There is an incredible historical credibility preserved in the New Testament—which, from cover to cover, venerates a man who held the Old Testament as God's inspired word.
For over 2,000 years, Christians have believed and taught that the bible is infallible and inspired by God. Logically, if you hold the bible as simply a book of insights (as many do) you inevitably throw out Jesus' divinity and are left with an ambiguous book of mystery which is, at best, tainted by human error and at worst overflowing with outright fabrications. Why then, would anyone follow the man presented in this book who literally claims to be God and who teaches that scripture is divinely inspired? How can we? Which areas are reliable and which areas are not?

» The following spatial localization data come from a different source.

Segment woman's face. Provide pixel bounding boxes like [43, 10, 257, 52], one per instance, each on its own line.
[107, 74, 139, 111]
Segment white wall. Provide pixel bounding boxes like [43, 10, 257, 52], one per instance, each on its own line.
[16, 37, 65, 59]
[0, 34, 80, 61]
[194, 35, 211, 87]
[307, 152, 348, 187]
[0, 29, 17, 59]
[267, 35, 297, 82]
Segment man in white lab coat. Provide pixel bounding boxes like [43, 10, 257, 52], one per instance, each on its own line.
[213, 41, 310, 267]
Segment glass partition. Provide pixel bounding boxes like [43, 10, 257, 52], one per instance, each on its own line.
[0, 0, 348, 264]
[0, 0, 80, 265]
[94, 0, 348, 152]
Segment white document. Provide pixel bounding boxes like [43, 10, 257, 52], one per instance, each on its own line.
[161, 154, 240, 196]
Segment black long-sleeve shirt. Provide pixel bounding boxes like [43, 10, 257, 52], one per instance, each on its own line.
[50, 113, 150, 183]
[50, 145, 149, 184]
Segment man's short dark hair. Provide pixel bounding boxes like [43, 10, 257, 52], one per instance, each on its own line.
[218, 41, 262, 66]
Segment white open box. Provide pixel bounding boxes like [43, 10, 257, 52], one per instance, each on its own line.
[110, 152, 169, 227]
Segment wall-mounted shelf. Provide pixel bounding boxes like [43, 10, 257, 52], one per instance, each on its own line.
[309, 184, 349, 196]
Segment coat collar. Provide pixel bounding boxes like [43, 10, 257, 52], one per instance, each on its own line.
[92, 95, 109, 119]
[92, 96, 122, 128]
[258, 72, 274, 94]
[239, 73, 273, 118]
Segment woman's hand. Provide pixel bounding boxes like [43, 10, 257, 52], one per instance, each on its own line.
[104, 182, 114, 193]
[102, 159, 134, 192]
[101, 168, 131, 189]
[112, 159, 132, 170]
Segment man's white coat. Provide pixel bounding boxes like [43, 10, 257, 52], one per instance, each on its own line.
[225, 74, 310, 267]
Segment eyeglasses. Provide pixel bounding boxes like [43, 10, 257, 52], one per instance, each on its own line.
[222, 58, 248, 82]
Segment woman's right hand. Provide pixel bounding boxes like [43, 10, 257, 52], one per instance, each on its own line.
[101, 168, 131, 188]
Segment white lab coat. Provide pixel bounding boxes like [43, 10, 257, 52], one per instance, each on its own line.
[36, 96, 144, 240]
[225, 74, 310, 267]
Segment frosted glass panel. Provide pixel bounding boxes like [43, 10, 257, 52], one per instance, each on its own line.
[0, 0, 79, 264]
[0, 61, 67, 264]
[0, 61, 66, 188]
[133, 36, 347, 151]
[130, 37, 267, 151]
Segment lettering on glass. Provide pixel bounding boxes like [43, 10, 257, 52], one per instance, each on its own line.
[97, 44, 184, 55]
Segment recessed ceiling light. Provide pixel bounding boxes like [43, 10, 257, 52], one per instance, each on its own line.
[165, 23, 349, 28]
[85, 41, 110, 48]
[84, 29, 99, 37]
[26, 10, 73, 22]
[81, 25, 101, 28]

It's true that there is some debate among evangelical Christians over whether or not the word "inerrant" (without error of any kind) or the word "infallible" (never wrong in matters of faith and practice) best suits the bible. Some folks believe that though the bible is never wrong in matters of faith and practice, it does technically contain some scientific errors and minor discrepancies as a result of human authorship, but ALL Christians affirm that any alleged errors of science or numerical inconstancies have no bearing in matters of faith and practice, and are clearly identifiable. For example, ancient people seemed to believe that the world was held up by pillars and surrounded by a hard dome that kept the waters they believed were above the earth at bay. This is not scientifically accurate, but God need not make this clarification in order to effectively communicate through his divinely inspired author.
Some argue that nitpicking the alleged "errors" in the bible is tantamount to the liberal theology of holding the bible as a largely mythical book with some good insight in it. But as I mentioned, none of these alleged errors have any bearing on fundamental areas of belief, and some Christians even believe that these errors are not without reasonable explanation that would render the text errorless, or "inerrant" as they say.

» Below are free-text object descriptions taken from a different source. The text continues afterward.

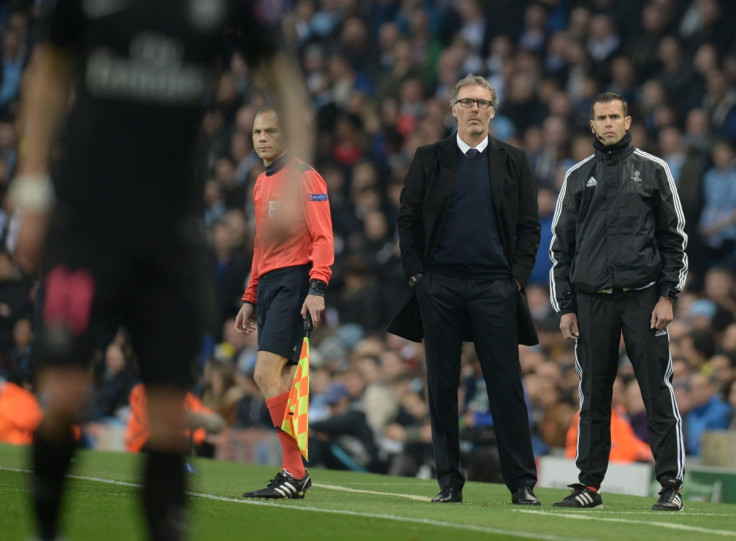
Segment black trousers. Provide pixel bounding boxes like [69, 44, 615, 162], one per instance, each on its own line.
[575, 288, 685, 488]
[415, 271, 537, 492]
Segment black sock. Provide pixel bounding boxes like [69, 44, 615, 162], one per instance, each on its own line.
[32, 429, 76, 541]
[143, 450, 187, 541]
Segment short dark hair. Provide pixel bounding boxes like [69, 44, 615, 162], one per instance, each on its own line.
[254, 105, 281, 127]
[591, 92, 628, 117]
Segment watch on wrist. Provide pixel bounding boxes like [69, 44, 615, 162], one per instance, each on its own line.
[662, 289, 678, 302]
[309, 279, 327, 297]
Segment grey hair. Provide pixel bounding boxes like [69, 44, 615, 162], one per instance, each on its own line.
[451, 74, 498, 109]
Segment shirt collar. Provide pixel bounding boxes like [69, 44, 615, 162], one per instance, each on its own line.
[456, 133, 489, 155]
[265, 153, 290, 176]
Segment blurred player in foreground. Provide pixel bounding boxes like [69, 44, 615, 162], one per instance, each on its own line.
[12, 2, 312, 539]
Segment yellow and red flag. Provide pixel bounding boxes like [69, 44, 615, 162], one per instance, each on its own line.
[281, 320, 311, 459]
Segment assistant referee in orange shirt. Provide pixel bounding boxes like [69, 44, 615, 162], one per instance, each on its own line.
[236, 105, 333, 499]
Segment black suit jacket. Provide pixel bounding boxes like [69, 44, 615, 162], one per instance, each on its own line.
[387, 134, 541, 345]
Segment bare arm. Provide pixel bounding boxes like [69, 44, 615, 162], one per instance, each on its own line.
[13, 43, 74, 274]
[257, 52, 314, 165]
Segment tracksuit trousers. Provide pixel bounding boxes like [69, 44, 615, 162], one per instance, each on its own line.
[574, 287, 685, 488]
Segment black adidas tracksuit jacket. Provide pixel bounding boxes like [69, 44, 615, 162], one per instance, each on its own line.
[549, 133, 687, 488]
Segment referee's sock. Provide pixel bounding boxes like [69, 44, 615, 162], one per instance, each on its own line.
[32, 428, 75, 541]
[267, 391, 306, 478]
[143, 450, 188, 541]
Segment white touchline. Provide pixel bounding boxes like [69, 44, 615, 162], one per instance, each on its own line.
[514, 509, 736, 537]
[192, 492, 585, 541]
[313, 482, 428, 501]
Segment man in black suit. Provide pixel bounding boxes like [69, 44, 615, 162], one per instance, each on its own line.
[388, 74, 541, 505]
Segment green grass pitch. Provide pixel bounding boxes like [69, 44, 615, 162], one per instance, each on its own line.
[1, 443, 734, 540]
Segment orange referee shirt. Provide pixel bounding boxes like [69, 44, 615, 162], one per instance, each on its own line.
[242, 158, 334, 305]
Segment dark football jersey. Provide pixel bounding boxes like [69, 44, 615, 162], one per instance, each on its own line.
[39, 0, 281, 224]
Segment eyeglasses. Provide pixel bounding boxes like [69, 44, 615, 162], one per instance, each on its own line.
[455, 98, 493, 109]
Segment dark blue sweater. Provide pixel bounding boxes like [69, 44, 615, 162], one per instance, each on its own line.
[430, 148, 509, 278]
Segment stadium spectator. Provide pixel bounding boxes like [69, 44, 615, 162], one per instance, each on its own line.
[564, 408, 654, 464]
[518, 3, 548, 55]
[92, 343, 135, 421]
[382, 390, 433, 477]
[201, 357, 246, 428]
[587, 13, 620, 75]
[0, 376, 41, 444]
[211, 218, 251, 341]
[703, 266, 736, 319]
[308, 382, 380, 472]
[335, 254, 381, 333]
[698, 141, 736, 265]
[0, 28, 27, 113]
[204, 179, 227, 229]
[125, 383, 225, 456]
[679, 327, 717, 371]
[0, 248, 31, 360]
[679, 0, 735, 57]
[606, 56, 638, 112]
[685, 372, 733, 456]
[6, 316, 32, 382]
[729, 379, 736, 429]
[709, 353, 735, 391]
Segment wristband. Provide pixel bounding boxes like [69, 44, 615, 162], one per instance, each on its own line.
[661, 289, 678, 302]
[308, 279, 327, 297]
[9, 174, 54, 212]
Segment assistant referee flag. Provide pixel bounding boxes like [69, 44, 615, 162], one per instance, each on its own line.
[281, 318, 311, 459]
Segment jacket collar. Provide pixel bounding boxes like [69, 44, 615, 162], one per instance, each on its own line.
[594, 132, 635, 161]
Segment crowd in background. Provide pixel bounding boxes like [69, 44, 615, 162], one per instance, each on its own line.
[1, 0, 736, 478]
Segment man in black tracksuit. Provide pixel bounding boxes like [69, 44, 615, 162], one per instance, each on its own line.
[549, 92, 688, 511]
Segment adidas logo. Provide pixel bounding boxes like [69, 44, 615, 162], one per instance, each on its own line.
[655, 329, 667, 337]
[576, 492, 596, 506]
[586, 177, 597, 187]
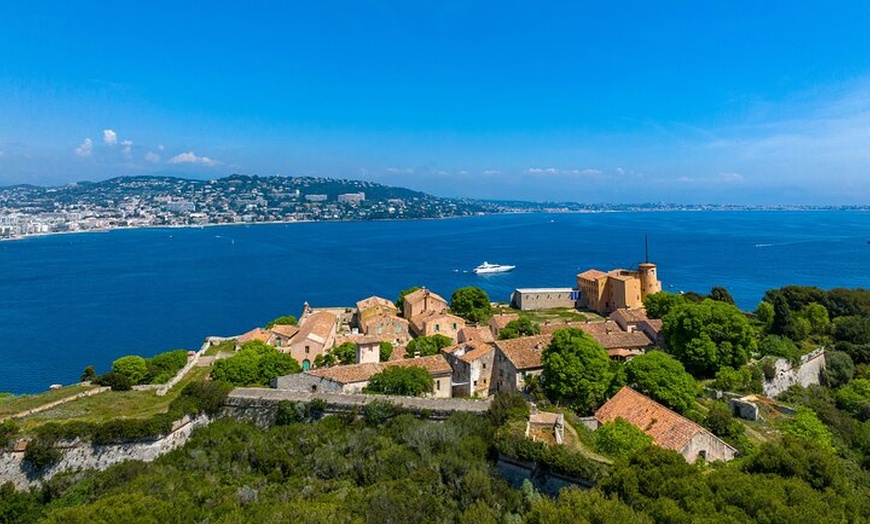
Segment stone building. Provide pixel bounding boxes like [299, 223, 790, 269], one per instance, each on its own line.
[594, 387, 737, 463]
[402, 288, 466, 342]
[444, 341, 495, 397]
[287, 310, 338, 370]
[488, 313, 520, 339]
[511, 288, 579, 310]
[493, 334, 552, 393]
[576, 262, 661, 314]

So basically, if you don't hold that God inspired the bible, as you've mentioned, then i would say absolutely, there is no good reason to consider it as authoritative and to emphasize it. I would also argue, then, that you may be in a pickle affirming Jesus as God and believing in his teachings, and you're then faced with the issue of the historicity of the Gospels, the dilemma of the rise of Christianity in the first century, and basically figuring out what it is that you do believe about Jesus… Sadly, Jesus leaves us no option of holding him as simply a cool teacher, since he made bold and devastating claims to be God and to demand Lordship over our lives. For better or worse, Jesus is either a liar and thus not a very good teacher or person at all, or what his first followers believed is actually true: everything he said is true.
If this is the case, then the bible is truly inspired by God and is a living, moving, life-giving text and Christians have been right for thousands of years in holding it in the highest of authoritative places. This is why Christians emphasize the bible, and I would argue, rightly so! It is God's word to us!
We just have to decide whether or not we agree with them.
In affirming the bible as God's inspired word, I, personally, have found an incredible power in its scriptures. My passion for the bible is not motivated by fear or by indoctrination, but out of my love for Jesus and my sincere belief that he is King, and that everything that he said is true.